Le retour de Louis s'inspire de la parabole du Fils Prodigue. Le Fils prodigue est l'une des paraboles donnée par Jésus de Nazareth, relatée dans l'Évangile selon Luc. Si la parabole met en scène le père, ici c’est la mère qui accueille le fils dont elle n’a jamais compris le départ. Toutefois ce retour provoque une crise familiale. Les rapports entre les personnages sont tendus et des disputes éclatent entre tous les personnages : Antoine et Catherine, Antoine et Suzanne, Antoine et Louis, Suzanne et Catherine, la mère et ses enfants. Antoine jalouse son frère car il est le fils favori. Tout les oppose. Louis est écrivain, il a voyagé, Antoine est ouvrier, père de famille, il n’a jamais bougé de sa campagne. Louis est calme, Antoine est agressif. Le retour de Louis ravive chez Antoine la jalousie fraternelle et le complexe d’infériorité. Antoine devient même violent avec la réplique en deuxième partie scène 2: « Tu me touches : je te tue ». La tension entre les deux frères relève de la rivalité fraternelle et rappelle ce thème des frères rivaux courant dans les tragédies de l’antiquité à nos jours. Pour exemple Sénèque propose une pièce intitulée Thyeste, qui met en scène le conflit fratricide opposant le personnage éponyme à son frère Atrée. La première tragédie écrite de Jean Racine, Frères ennemis (ou La Thébaïde) met en scène la rivalité d’Étéocle et Polynice. Selon la volonté de leur père, Œdipe, les deux frères doivent se partager le trône et régner un an à tour de rôle. Mais Étéocle refuse de transmettre le pouvoir à son frère. Ce thème des frères ennemis incarne les conflits qui, aujourd’hui encore, ne cessent de ronger les êtres. Il énonce les problématiques de la jalousie, de l’orgueil et de l’obsession du pouvoir. Comme nous pouvons le constater à travers ces deux exemples la question de la famille et des relations à l’intérieure de celle-ci parsème le théâtre depuis l’antiquité. La famille est un thème privilégié de la tragédie.

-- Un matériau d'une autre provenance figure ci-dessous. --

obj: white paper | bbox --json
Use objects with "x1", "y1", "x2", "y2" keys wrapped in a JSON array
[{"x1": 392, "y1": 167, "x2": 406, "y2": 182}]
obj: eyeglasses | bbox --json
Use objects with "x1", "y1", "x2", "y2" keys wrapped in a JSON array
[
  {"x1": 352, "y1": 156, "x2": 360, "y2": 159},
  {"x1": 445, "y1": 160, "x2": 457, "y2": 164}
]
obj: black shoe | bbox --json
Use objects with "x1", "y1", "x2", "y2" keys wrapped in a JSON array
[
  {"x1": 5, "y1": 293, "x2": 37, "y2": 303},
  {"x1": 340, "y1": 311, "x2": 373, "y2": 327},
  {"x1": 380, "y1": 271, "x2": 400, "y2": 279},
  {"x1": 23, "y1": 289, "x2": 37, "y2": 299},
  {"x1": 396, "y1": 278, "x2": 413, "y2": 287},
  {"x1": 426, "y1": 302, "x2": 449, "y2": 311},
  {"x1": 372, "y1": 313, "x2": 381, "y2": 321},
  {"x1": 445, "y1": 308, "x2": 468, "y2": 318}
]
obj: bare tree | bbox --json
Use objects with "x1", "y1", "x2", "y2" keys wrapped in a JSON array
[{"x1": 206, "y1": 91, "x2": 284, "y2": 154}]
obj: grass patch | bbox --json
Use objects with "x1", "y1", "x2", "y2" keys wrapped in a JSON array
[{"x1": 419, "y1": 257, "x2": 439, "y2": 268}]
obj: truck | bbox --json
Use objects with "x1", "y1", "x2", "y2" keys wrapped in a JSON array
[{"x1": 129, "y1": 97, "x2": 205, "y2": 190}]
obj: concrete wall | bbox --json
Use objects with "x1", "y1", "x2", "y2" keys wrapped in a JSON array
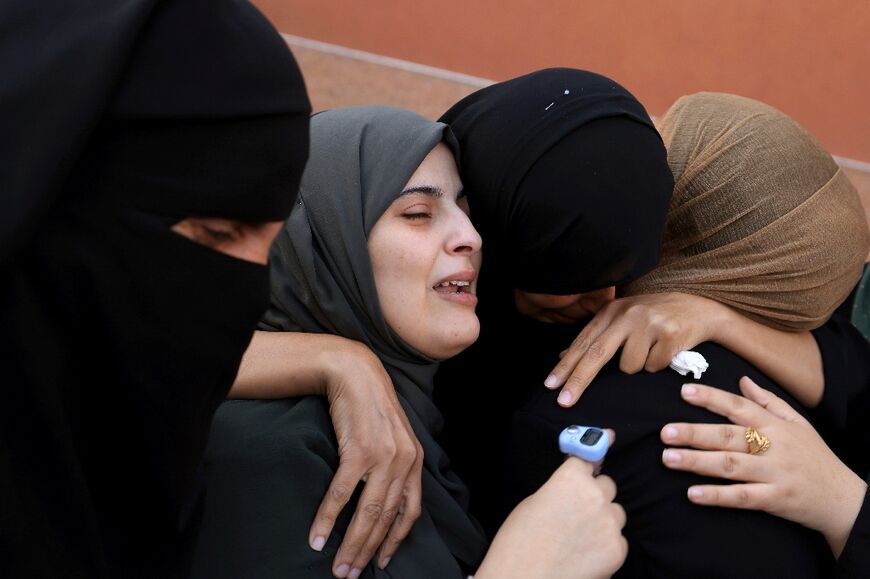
[{"x1": 255, "y1": 0, "x2": 870, "y2": 163}]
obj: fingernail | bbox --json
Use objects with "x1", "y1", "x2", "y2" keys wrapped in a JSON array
[
  {"x1": 662, "y1": 426, "x2": 678, "y2": 440},
  {"x1": 379, "y1": 557, "x2": 391, "y2": 569},
  {"x1": 310, "y1": 535, "x2": 326, "y2": 551},
  {"x1": 663, "y1": 449, "x2": 681, "y2": 464},
  {"x1": 557, "y1": 390, "x2": 573, "y2": 406},
  {"x1": 334, "y1": 564, "x2": 350, "y2": 578},
  {"x1": 688, "y1": 487, "x2": 704, "y2": 500},
  {"x1": 348, "y1": 568, "x2": 362, "y2": 579},
  {"x1": 544, "y1": 374, "x2": 559, "y2": 389},
  {"x1": 681, "y1": 384, "x2": 698, "y2": 397}
]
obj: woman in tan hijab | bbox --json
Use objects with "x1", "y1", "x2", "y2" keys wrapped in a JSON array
[
  {"x1": 507, "y1": 92, "x2": 869, "y2": 577},
  {"x1": 548, "y1": 91, "x2": 868, "y2": 411},
  {"x1": 642, "y1": 92, "x2": 870, "y2": 576}
]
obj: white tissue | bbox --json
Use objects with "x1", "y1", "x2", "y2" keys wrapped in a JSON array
[{"x1": 669, "y1": 350, "x2": 709, "y2": 380}]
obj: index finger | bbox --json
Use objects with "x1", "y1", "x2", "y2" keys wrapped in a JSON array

Aristote, dans la Poétique (IVe s.av. J.-C.), préconise pour sujet le surgissement de la violence au sein des alliances :
« […] les cas où l’événement pathétique survient au sein d’une
alliance, par exemple l’assassinat, l’intention d’assassiner ou
toute autre action de ce genre entreprise par un frère contre son
frère, par un fis contre son père, par une mère contre son fis ou
par un fis contre sa mère, ce sont des cas qu’il faut rechercher.
Aristote, La Poétique, XIV, trad. Michel Magnien »
Ainsi on comprend que la crise familiale que traversent les personnages de Juste la fin du monde est un thème universel repris de tous temps.